Albert Camus wrote a famous essay on this subject and concluded, "The struggle itself . . . is enough to fill a man's heart.  One must imagine Sisyphus happy."

 
These are words that I remembered today as I drove home in a carbohydrate-deprived, dehydrated daze, happy to have accomplished nothing more than temporary cessation of struggle.

Sunday, June 11, 2017

June in Highlands

June is surely one of the most beautiful months in Highlands.  Gardens are thriving, flowers are blooming everywhere, and those hot days of July and August with their hit-or-miss afternoon thunderstorms have not yet arrived.  My mileage has increased to a reliable 25 or so per week now, including weekly climbs up Big Bearpen and weekend long runs of ten miles.  I have even had time to include some 400-meter intervals and some short hill sprints that my friend Skip told me about.

At the same time, life is more than running, and this time of year we start thinking about Mt. LeConte in the Great Smoky Mountains, which we often climb in May or early June when temperatures are still cool and the myrtle is blooming.  It is a beautiful and special place, accessible from four trails that climb to its towering 6,593-foot peak.  The Alum Cave trail is our favorite way to the top, with views like this for most of the way:


Last year we were even lucky enough to see the llamas that deliver weekly supplies via the Trillium Gap trail to LeConte Lodge at the top.  The climb did not seem to faze them in the least.


We are planning on making this excursion, weather permitting, on Father's Day, and in preparation we have been ensuring that our new hiking boots are broken in by hiking some shorter local trails on days when we do not run.  Thursday I climbed Sunset once again (see post of May 28), this time with Martha.  Mountain laurel was still blooming, although it has passed its peak down at our house, petals scattered on the grass like confetti after a June wedding.  And both varieties of rhododendron.



I almost stepped on this little fellow, which reminded me of my snail-like pace on recent long runs, the same pace I anticipate setting during our hike.

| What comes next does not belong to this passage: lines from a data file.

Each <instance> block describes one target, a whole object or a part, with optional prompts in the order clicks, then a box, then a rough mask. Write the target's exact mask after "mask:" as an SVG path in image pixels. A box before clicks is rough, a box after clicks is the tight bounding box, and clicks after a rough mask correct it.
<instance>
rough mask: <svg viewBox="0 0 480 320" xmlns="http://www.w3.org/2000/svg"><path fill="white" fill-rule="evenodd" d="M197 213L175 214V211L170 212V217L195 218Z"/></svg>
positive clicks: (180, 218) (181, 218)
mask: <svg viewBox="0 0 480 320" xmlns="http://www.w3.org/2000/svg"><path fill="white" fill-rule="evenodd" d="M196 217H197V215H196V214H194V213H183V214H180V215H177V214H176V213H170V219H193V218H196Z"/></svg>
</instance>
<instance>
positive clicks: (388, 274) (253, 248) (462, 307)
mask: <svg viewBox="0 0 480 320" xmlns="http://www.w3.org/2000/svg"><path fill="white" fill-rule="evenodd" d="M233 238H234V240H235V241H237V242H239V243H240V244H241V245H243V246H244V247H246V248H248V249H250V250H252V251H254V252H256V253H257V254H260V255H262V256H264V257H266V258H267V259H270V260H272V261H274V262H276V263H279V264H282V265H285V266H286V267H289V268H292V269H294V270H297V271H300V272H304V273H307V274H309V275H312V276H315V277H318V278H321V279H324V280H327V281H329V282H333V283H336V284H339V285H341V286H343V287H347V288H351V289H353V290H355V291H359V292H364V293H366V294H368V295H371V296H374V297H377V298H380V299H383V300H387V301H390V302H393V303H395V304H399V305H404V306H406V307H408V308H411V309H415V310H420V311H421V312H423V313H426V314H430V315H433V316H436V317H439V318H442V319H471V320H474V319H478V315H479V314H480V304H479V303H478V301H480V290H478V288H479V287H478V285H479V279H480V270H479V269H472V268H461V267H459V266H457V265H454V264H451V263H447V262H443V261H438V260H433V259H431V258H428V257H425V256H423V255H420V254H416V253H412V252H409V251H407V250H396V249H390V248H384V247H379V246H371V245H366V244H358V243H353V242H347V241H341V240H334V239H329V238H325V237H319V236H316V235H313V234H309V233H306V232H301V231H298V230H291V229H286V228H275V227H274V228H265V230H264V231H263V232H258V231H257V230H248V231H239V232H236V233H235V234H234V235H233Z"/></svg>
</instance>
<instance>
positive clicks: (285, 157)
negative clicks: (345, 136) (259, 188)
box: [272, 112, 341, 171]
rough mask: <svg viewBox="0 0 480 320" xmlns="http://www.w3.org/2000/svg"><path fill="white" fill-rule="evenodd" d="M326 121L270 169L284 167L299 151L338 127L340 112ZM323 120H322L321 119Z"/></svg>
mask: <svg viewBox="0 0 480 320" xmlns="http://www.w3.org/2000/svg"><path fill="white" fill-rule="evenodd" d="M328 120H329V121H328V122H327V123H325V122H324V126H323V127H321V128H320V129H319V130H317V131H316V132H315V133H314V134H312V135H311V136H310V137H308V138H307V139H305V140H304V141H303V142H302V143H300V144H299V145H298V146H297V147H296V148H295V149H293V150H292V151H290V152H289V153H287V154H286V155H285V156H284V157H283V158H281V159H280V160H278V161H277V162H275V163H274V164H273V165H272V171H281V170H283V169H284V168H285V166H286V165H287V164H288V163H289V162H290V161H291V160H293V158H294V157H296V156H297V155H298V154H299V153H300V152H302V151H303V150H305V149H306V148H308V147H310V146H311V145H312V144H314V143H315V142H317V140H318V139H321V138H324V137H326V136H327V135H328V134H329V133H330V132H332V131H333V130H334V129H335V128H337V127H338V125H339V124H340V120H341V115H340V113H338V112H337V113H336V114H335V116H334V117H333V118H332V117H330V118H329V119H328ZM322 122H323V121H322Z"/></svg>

Today we tackled the more ambitious Whiteside Mountain trail, which peaks out at only 4,931 feet and takes only part of an afternoon to complete rather than all day.  I regretted leaving my camera in the car - there were some beautiful and unusual small purple trillium blooming, and the view of Whiteside Cove seemed especially gorgeous.

But we are ready.  Running and hiking complement one another.  This time of year they seem like different churches a worshiper might choose to attend.  Like the Duke in As You Like It, we look forward to finding . . .

. . . Tongues in trees, books in the running brooks,
Sermons in stones, and good in everything.